ARTICLES OF AGREEMENT
(AS AMENDED NOVEMBER 18, 2007)
THE UNDERSIGNED, BEING PERSONS OF LAWFUL AGE, ASSOCIATE UNDER THE
FIRST: The name of the corporation shall be:
The Village Players
SECOND: The object for which this corporation is established is:
The object for which the corporation is established is:
To provide fine year round live theatrical entertainment at reasonable prices for the surrounding area; to encourage and develop participation for amateurs in all phases of the theatrical arts; to provide a stimulus for participation by non-professional and original talent in acting, directing, producing, etc., and any and all phases of the theatre.
THIRD: The provisions for establishing membership and participation in the corporation are:
A. Definition of a Member of The Village Players
1. Individual – an individual member of The Village Players is one who has paid dues to The Village Players within the current fiscal year.
2. Family – a family membership of The Village Players includes a single household couple or a parent(s) or guardian(s) and his/her/their minor children who have paid dues to The Village Players within the current fiscal year.
The Village Players is open to anyone interested in participating in or
supporting amateur theater.
Dues shall be determined by the Board of Directors
D. Fiscal Year.
The fiscal year is defined as January 1 through December 31.
E. Voting Qualifications:
The individual must be a member who has paid his/her dues prior to April
1st of the current fiscal year, and must be eighteen (18) years of age or older. An individual member is entitled to one vote. A family membership is entitled to one vote per adult with no more than two (2) votes per family. A member must be present to vote.

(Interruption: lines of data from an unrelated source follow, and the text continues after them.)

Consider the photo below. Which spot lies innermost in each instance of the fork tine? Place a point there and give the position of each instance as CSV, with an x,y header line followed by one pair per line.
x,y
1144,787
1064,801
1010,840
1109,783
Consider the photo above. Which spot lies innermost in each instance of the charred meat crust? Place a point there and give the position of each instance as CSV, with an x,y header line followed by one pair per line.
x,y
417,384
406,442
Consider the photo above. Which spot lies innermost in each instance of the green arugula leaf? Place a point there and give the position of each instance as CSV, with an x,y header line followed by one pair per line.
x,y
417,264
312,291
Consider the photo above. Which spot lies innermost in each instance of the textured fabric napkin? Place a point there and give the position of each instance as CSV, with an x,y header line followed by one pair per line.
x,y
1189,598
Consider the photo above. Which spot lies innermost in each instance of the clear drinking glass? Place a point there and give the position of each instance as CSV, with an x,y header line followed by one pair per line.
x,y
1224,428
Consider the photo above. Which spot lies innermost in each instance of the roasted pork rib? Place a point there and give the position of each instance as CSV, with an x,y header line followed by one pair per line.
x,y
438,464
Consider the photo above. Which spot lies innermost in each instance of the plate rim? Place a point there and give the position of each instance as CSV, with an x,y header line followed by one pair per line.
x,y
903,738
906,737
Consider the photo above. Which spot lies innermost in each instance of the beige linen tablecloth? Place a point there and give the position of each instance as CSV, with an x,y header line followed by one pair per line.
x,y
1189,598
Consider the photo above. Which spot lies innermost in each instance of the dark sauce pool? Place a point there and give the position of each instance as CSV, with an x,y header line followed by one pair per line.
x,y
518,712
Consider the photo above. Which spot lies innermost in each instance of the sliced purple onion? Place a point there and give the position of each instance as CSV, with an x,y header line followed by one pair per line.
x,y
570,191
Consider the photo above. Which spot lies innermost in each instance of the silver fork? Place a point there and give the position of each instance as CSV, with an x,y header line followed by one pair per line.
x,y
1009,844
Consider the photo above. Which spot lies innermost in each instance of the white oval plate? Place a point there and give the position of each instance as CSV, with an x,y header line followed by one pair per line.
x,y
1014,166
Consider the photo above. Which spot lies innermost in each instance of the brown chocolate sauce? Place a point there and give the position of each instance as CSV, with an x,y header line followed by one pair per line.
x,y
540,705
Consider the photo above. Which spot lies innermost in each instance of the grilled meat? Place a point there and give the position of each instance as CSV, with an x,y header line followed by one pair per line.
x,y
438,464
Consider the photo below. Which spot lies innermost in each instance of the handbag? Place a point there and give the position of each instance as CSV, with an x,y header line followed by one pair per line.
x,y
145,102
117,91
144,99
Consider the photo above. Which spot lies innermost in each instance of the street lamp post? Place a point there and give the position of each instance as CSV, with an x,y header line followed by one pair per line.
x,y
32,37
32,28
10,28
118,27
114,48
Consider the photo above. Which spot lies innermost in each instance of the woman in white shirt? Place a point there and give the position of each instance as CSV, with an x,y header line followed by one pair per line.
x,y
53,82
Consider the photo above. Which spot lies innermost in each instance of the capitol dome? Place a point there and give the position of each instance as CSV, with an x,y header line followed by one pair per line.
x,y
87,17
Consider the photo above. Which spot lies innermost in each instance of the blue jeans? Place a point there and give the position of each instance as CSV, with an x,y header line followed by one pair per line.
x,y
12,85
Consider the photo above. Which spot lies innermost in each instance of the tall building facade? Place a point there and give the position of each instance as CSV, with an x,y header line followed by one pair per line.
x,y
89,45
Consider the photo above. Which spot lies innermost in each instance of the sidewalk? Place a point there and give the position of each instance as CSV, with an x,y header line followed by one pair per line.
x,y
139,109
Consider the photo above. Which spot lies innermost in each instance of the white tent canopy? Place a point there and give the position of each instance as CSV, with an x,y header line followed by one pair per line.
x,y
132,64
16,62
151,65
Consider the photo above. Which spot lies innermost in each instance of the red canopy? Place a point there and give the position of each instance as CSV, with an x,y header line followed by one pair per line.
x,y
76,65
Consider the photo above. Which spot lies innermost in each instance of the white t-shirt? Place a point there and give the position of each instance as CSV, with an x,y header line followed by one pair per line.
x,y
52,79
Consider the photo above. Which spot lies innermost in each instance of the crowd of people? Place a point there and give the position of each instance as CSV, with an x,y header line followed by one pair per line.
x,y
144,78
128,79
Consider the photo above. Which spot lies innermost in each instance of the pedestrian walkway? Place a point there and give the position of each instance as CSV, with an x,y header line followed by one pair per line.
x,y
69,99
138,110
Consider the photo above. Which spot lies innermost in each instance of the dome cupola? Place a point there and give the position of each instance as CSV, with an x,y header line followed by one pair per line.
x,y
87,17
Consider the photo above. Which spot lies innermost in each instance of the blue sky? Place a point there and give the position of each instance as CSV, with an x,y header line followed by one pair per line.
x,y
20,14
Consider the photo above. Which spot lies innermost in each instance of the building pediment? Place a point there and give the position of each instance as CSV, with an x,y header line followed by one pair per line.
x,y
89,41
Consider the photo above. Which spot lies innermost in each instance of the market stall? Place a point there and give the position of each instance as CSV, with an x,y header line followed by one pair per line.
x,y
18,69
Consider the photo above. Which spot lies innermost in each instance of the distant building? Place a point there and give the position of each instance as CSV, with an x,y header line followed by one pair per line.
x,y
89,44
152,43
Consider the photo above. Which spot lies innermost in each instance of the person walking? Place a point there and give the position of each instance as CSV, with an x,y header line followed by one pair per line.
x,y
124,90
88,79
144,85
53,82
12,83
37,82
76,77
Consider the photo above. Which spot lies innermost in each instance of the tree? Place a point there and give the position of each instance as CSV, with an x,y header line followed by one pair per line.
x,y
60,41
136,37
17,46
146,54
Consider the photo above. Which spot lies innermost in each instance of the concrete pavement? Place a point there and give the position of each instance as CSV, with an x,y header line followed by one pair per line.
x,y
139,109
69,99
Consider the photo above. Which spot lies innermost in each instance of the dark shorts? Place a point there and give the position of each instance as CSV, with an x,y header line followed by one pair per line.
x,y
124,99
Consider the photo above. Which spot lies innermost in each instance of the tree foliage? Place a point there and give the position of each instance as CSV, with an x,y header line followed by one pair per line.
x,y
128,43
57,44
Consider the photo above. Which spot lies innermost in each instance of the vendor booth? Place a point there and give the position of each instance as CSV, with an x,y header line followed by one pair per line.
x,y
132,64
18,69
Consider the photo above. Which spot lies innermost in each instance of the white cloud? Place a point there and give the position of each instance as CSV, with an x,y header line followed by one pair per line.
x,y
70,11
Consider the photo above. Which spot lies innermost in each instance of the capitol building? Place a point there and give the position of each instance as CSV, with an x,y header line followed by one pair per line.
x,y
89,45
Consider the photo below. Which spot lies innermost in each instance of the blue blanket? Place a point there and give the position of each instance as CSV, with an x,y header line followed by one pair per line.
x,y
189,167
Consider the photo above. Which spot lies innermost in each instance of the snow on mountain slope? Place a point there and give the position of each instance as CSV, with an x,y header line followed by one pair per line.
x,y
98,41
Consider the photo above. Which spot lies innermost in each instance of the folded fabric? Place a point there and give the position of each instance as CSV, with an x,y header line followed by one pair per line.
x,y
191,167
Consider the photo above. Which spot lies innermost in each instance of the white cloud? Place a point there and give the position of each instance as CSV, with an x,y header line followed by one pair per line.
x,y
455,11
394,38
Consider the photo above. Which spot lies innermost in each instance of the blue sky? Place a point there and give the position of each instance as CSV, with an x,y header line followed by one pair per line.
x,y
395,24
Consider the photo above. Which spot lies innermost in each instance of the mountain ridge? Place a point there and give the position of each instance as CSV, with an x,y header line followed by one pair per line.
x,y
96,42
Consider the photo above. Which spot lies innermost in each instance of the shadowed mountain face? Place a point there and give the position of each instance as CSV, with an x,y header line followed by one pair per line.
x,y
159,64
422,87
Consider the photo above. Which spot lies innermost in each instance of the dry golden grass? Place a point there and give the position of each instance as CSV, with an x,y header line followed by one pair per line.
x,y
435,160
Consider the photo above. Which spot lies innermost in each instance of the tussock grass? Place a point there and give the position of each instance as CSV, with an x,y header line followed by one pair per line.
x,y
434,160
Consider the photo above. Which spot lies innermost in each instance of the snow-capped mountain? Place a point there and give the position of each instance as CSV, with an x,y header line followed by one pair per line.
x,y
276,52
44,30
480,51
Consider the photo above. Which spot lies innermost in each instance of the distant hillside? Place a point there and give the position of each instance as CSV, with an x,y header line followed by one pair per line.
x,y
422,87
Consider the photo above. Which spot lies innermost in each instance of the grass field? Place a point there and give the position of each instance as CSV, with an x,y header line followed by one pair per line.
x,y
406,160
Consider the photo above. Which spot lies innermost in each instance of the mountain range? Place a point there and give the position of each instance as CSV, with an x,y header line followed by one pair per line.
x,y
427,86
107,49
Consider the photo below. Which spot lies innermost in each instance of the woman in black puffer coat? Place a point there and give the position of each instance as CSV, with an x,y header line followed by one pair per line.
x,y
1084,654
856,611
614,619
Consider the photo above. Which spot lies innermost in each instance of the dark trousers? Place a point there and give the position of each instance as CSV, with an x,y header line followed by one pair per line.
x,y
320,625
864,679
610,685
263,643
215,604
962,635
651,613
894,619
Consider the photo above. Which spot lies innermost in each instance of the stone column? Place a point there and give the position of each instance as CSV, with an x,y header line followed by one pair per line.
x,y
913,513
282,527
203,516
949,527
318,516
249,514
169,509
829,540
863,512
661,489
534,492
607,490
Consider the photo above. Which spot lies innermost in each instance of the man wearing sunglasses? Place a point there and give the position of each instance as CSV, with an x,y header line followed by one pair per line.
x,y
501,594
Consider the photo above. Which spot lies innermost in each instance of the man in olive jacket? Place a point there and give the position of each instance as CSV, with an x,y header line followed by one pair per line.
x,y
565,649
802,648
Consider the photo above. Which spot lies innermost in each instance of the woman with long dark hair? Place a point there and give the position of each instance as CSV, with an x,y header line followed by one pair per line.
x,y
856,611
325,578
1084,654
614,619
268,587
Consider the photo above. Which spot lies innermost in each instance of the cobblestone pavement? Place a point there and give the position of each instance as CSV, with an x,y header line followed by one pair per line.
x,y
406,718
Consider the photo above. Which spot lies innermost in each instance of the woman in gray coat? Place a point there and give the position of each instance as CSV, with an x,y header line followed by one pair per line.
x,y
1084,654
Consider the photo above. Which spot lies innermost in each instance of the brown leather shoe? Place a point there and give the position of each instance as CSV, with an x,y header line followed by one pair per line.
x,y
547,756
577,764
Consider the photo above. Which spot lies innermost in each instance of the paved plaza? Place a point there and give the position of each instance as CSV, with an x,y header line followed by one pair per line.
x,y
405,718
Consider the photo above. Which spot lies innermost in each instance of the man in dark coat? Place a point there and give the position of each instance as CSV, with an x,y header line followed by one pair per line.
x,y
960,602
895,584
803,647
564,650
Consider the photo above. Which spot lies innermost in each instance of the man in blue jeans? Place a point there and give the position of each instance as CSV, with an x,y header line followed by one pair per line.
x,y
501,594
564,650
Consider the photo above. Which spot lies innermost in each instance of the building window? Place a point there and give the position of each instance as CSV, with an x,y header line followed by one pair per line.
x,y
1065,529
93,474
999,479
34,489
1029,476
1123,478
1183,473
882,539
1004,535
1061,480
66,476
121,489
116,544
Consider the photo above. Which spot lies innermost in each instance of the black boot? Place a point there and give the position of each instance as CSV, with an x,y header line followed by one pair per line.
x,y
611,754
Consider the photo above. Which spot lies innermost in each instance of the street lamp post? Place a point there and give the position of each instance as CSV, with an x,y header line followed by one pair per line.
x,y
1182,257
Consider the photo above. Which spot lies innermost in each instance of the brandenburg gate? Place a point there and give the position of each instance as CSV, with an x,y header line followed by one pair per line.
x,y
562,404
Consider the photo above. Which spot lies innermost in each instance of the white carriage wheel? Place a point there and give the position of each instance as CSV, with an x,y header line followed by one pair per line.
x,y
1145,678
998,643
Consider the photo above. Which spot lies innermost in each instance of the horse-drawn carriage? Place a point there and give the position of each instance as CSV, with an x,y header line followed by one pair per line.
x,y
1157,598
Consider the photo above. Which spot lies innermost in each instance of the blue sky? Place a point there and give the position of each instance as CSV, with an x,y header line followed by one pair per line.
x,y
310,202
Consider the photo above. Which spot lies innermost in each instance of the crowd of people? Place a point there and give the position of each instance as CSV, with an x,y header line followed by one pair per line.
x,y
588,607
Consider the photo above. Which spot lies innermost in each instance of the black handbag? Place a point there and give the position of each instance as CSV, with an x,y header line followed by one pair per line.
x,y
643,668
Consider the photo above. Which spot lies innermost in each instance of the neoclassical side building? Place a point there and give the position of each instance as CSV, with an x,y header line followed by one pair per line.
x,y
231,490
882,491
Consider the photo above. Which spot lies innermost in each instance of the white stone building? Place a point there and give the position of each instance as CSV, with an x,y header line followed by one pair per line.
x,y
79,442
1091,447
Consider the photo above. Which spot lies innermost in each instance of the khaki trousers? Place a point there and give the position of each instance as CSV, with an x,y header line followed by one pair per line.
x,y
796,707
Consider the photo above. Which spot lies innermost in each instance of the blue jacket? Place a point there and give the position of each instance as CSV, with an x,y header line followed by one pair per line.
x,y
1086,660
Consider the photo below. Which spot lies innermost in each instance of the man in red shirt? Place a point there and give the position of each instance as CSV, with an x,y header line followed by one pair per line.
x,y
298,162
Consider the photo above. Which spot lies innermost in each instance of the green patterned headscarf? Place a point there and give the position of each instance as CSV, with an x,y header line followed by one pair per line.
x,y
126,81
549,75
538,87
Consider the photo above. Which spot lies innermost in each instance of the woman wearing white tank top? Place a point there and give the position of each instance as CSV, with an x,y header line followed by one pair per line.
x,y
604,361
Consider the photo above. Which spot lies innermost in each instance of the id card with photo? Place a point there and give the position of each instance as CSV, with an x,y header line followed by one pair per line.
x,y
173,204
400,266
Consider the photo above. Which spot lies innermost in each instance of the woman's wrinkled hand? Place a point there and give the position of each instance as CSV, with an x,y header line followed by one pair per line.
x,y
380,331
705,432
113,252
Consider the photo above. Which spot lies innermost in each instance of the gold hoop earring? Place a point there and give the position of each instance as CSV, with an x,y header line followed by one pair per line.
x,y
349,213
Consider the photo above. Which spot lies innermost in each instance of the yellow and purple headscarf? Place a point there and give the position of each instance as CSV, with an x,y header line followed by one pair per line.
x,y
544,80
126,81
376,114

F. Pursuant to New Hampshire R.S.A. section 292:6 the power to alter, amend, or
repeal this corporation’s bylaws or its articles of agreement or to adopt
new bylaws or articles of agreement is reserved to the voting members of
the Village Players.
G. No part of the net earnings of the corporation shall inure to the benefit of, or be
distributable to its members, trustees, officers, or other private persons, except that the corporation shall be authorized and empowered to pay reasonable compensation for services rendered and to make payments and distributions in furtherance of the purposes set forth in the preceding paragraph hereof. No substantial part of the activities of the corporation shall be the carrying on of propaganda, or otherwise attempting to influence legislation, and the corporation shall not participate in, or intervene in (including the publishing or distribution of statements) any political campaign on behalf of any candidate for public office. Notwithstanding any other provisions of these Resolutions or the original Articles of Agreement, the corporations shall not carry on any other activities not permitted to be carried on by a corporation exempt from federal income tax under section 501 (c) (3) of the Internal Revenue Code of 1954 (or the corresponding provision of any future US Internal Revenue law.)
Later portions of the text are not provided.